I copied out this passage without remembering and before noticing again that Kenner had used most of the same passage as "characteristic of the narrative movement" in the novel. Indeed, elsewhere, for another example, we learn about the food that is prepared for Mr. Knott, the leftovers of which, when there are any, are given to "the dog", and there follows an elaboration on various possible permutations and historical conditions that occurred to Watt surrounding the preparation of the food, and availability of the dog, and the history of the dog's (or dogs') handlers, who may or may not be the Lynch family, about whom we learn all kinds of extenuating details as well. And this goes on for some 20 pages. Not that by the end of these pages Watt has necessarily exhausted the possibilities, but he has perhaps settled the question to his necessary satisfaction:
But it did not last long, this concern of Watt's, not very long, as such concerns go. And yet it was a major concern, of that period, while it lasted. But once Watt had grasped, in its complexity, the mechanism of this arrangement, how the food came to be left, and the dog to be available, and the two to be united, then it interested him no more, and he enjoyed a comparative peace of mind, in this connexion. Not that for a moment Watt supposed that he had penetrated the forces at play, in this particular instance, or even perceived the forms that they upheaved, or obtained the least useful information concerning himself, or Mr. Knott, for he did not. But he had turned, little by little, a disturbance into words, he had made a pillow of old words, for a head. Little by little, and not without labour.

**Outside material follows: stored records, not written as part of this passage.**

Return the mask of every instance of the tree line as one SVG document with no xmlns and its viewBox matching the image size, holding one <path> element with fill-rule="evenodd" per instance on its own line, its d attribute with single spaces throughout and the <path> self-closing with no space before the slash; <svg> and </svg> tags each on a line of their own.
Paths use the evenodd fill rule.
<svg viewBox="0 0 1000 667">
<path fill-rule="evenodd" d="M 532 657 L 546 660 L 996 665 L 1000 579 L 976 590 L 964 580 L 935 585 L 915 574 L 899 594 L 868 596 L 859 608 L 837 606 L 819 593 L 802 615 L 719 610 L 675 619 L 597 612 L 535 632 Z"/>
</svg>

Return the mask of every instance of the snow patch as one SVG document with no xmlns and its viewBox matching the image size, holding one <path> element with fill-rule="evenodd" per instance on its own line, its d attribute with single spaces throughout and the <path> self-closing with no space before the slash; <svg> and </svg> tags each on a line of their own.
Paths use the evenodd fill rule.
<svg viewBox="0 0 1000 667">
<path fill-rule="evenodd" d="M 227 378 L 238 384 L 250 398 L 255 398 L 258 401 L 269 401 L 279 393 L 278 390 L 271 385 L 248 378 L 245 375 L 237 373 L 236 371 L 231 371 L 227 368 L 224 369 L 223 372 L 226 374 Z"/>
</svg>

In just this sense, perhaps the narrative can be permitted to move on, sufficient attention having perhaps been given to these matters. These passages, this scrupulous attention detail, are amusing, at times quite funny, and rhythmic, often fun to read, though at times tiring. I found it helpful to read portions of the novel aloud, though the symmetry of the paragraphs, the rhythmic flow of the details, at times allowed the sense of the words to evade my understanding.

Anyway, Josipovici in On Trust had alerted me to the narrative issues that faced the Modernists, that the certainty, the narrative control, of the 19th century novel was a problem for writers like Kafka, Proust, Beckett. And as I read Kenner's Reader's Guide, I found myself in familiar territory. Beckett would not, could not, simply write a traditional novel. With reference to Watt and these precise, detailed lists of things that didn't happen, he says, "[so] many trivia are entoiled in such uncertainty that the author cannot make with any confidence the simplest narrative gesture. And being scrupulous, he itemizes the possibilities: so much can language do, and the mind do." And so, Kenner closes his chapter on Watt thus:
The book chokes, therefore, slowly, on its own internal elaborations, redeemed however--this is nicely calculated--by the ceremony, the rhythm, in short the great formal beauty of all those gentle scrupulous sentences. Provisionality, from being a point of epistemology, becomes almost a point of etiquette, as though to affirm anything at all--to affirm that Watt passed through a door--would be a discourtesy to the reader, a bullying. Sam, the narrator of Watt, though we know him only by the manners of his prose, is excellent company, agreeable, unintimidating. Watt is like a rope of sand, dissolving before our eyes as it is narrated, but Sam is never ruffled, never ruffled.